Idiopathic thrombocytopenic purpura occurs at all ages, in acute and chronic forms. Children mainly have the acute form, which usually follows a recent viral illness, occurs equally in both sexes, and generally resolves within six months. Chronic idiopathic thrombocytopenic purpura occurs more often in adults, often has an insidious onset, and shows a three:one female preponderance.
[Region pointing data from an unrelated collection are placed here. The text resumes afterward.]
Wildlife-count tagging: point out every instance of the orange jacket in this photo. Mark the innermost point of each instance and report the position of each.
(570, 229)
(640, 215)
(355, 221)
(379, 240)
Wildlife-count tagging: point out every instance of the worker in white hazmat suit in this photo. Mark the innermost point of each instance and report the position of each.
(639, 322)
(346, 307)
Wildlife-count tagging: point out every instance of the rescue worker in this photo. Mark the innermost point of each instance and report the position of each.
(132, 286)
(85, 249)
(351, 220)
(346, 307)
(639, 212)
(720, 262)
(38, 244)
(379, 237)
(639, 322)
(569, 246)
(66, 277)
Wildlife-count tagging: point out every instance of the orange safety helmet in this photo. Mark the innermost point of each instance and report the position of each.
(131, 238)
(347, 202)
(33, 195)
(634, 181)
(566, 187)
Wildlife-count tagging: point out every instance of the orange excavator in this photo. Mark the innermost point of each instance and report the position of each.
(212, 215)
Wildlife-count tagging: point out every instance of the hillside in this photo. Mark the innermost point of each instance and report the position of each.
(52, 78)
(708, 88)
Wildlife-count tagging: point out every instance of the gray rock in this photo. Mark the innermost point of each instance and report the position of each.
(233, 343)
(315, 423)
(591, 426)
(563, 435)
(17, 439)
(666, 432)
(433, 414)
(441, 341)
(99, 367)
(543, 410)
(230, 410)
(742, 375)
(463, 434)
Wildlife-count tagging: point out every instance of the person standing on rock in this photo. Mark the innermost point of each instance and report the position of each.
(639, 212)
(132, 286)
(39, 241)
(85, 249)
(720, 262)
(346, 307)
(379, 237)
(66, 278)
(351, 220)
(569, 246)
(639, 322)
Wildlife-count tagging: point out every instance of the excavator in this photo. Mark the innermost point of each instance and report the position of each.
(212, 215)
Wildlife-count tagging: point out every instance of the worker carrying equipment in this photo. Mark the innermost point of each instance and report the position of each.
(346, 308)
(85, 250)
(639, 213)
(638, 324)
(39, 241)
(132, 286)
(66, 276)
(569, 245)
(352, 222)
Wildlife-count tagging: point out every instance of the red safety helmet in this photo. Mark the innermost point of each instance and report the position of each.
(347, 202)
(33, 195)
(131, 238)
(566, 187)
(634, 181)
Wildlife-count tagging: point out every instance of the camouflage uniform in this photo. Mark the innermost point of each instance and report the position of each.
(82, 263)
Both forms are now thought to be due to an antiplatelet antibody, usually of the IgG class (platelet-associated IgG), which coats autologous platelets and leads to their phagocytosis and destruction by the reticuloendothelial system. In most patients, the spleen is the major site of the production of this platelet antibody and the destruction of the platelets. Many methods have been developed to detect this antiplatelet factor in the serum and on the platelets of patients with idiopathic thrombocytopenic purpura. Recent methods are becoming highly sensitive and may soon be simple and fast enough for routine clinical use and should significantly aid the diagnosis and management of these patients. Platelet-associated IgG levels appear significantly higher in patients with idiopathic thrombocytopenic purpura than in normal subjects, and in patients with nonimmune thrombocytopenia. Higher levels are also seen in children than in adults, and in acute cases than in chronic ones. Platelet-associated IgG levels also vary inversely with platelet count and platelet life span, can predict the disease course and response to therapy, and may predict neonatal consequences of maternal idiopathic thrombocytopenic purpura. Evidence of other alterations in immune status, as well as alterations in platelet function and HLA associations, remains controversial. Classic treatment with corticosteroids and splenectomy remains highly successful in most cases. More recent therapies include the use of immunosuppressants and alkaloid-coated platelets, plasma-exchange transfusion, and high-dose immunoglobulin. Overall, fewer than 5 percent of patients have severe hemorrhage or refractory or fatal disease.